So hat er als großer Diplomat die Welt in Bewegung gebracht und schließlich etwa 30 Nationen aus vier verschiedenen Kontinenten motivieren können, um eine riesige Koalition mit mehr als einer halben Million Soldaten zu bilden. Diese waren hochgerüstet wie nie zuvor in der Geschichte, um dann gegen den Irak loszuschlagen.

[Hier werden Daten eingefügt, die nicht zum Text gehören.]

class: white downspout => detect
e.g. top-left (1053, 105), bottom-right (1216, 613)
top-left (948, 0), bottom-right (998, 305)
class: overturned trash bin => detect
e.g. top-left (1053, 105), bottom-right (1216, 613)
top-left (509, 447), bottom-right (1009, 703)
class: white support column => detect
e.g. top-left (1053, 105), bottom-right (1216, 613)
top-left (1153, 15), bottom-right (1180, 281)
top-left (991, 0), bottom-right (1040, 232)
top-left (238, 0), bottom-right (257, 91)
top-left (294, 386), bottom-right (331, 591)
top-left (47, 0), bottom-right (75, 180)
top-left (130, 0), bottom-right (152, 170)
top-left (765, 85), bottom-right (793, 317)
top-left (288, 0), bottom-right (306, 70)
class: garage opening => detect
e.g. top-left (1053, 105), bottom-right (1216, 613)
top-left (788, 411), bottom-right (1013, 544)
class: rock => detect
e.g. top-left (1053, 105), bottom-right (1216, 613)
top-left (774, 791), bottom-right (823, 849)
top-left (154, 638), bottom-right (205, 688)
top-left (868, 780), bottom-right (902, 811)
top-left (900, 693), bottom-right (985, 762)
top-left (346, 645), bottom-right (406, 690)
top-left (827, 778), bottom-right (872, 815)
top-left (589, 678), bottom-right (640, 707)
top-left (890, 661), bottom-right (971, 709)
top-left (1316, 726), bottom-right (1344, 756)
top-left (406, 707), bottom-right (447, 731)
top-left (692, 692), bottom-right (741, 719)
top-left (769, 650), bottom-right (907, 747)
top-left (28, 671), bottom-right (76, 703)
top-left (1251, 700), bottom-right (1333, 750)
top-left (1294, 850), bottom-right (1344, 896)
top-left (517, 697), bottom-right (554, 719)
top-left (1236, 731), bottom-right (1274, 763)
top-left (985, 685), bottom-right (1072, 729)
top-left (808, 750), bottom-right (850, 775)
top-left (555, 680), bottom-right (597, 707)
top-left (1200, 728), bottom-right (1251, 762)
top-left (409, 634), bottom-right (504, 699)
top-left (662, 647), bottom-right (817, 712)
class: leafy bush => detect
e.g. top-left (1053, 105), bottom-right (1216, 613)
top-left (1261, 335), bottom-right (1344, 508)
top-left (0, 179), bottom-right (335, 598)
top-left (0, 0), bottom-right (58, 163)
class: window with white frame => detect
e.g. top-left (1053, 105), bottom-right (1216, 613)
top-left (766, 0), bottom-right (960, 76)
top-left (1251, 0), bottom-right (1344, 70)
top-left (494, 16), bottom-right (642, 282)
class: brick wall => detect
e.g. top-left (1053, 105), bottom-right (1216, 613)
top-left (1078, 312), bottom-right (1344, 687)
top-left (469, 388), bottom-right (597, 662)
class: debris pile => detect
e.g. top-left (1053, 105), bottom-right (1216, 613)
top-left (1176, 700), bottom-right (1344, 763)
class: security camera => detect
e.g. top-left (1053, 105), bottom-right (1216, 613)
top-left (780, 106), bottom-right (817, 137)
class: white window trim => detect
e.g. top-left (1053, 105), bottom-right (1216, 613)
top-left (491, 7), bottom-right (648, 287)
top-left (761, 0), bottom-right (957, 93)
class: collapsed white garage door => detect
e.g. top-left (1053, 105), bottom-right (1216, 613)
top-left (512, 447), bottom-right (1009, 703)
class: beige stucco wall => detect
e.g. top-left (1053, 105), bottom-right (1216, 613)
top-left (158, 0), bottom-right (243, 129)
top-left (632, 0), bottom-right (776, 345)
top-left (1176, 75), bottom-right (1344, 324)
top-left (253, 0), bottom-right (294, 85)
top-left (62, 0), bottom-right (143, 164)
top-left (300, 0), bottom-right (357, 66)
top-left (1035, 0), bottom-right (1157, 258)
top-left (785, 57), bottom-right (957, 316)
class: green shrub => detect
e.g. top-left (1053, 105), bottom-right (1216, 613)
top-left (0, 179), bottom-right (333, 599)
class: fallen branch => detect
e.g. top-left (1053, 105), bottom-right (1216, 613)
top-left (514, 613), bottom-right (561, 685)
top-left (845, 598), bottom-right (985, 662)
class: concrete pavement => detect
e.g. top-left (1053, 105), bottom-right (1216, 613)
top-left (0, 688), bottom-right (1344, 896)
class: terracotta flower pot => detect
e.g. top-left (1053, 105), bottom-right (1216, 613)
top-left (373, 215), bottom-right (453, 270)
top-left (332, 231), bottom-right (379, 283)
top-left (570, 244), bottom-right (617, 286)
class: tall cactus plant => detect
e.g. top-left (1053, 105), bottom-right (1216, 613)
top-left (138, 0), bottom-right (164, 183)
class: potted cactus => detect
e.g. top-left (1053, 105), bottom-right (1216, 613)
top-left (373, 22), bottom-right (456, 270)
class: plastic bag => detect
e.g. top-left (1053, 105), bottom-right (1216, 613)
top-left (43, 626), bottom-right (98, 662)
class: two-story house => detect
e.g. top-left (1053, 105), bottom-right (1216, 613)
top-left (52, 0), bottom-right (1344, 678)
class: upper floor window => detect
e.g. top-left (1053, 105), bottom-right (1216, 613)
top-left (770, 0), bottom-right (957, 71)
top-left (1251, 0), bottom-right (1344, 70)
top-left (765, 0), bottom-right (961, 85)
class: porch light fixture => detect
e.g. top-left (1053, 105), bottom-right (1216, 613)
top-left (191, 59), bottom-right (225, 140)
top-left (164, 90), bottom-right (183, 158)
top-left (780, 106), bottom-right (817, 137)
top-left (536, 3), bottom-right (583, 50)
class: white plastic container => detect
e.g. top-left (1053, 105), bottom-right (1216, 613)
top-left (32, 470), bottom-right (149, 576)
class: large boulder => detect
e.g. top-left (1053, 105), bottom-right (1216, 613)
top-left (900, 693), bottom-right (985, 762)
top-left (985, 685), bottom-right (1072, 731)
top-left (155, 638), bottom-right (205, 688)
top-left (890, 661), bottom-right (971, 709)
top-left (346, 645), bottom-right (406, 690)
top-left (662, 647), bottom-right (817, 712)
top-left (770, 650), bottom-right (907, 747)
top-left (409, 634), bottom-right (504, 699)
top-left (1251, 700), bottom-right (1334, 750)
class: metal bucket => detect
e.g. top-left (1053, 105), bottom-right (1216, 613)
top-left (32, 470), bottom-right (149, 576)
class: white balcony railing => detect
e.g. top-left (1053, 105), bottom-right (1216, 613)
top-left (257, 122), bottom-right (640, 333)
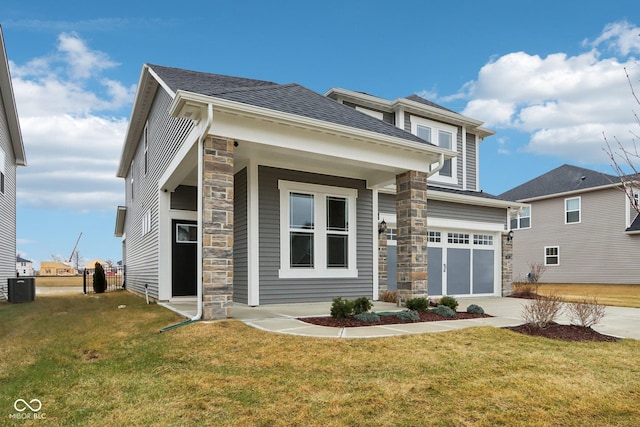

Genau dasselbe wird in der Zukunft mit Jordanien, mit Edom, geschehen. Da wird ein Diplomat ausgesandt unter die Völker, um sie zu motivieren: „Steht auf, ja, lasst uns aufstehen gegen es zum Krieg!“
Hochmut und Selbstüberschätzung Edoms
Ich habe dann einen Absatz gemacht, weil hier eigentlich eine neue Strophe beginnt. Wichtig: In der hebräischen Poesie achtet man normalerweise nicht darauf, dass die Strophen gleich lang sind. Die Strophen können also sehr unterschiedlich lang sein.
Das ist nur ein Ideal in Europa, dass Gedichtstrophen möglichst gleich lang sein sollen. Es gibt aber auch Strophen im Hebräischen, die schön gleich lang sind. Zum Beispiel besteht Psalm 119 aus 22 Strophen mit jeweils acht Versen. Jeder Vers beginnt immer mit dem gleichen Buchstaben. So geht es durch das ganze Alphabet von 22 Buchstaben hindurch.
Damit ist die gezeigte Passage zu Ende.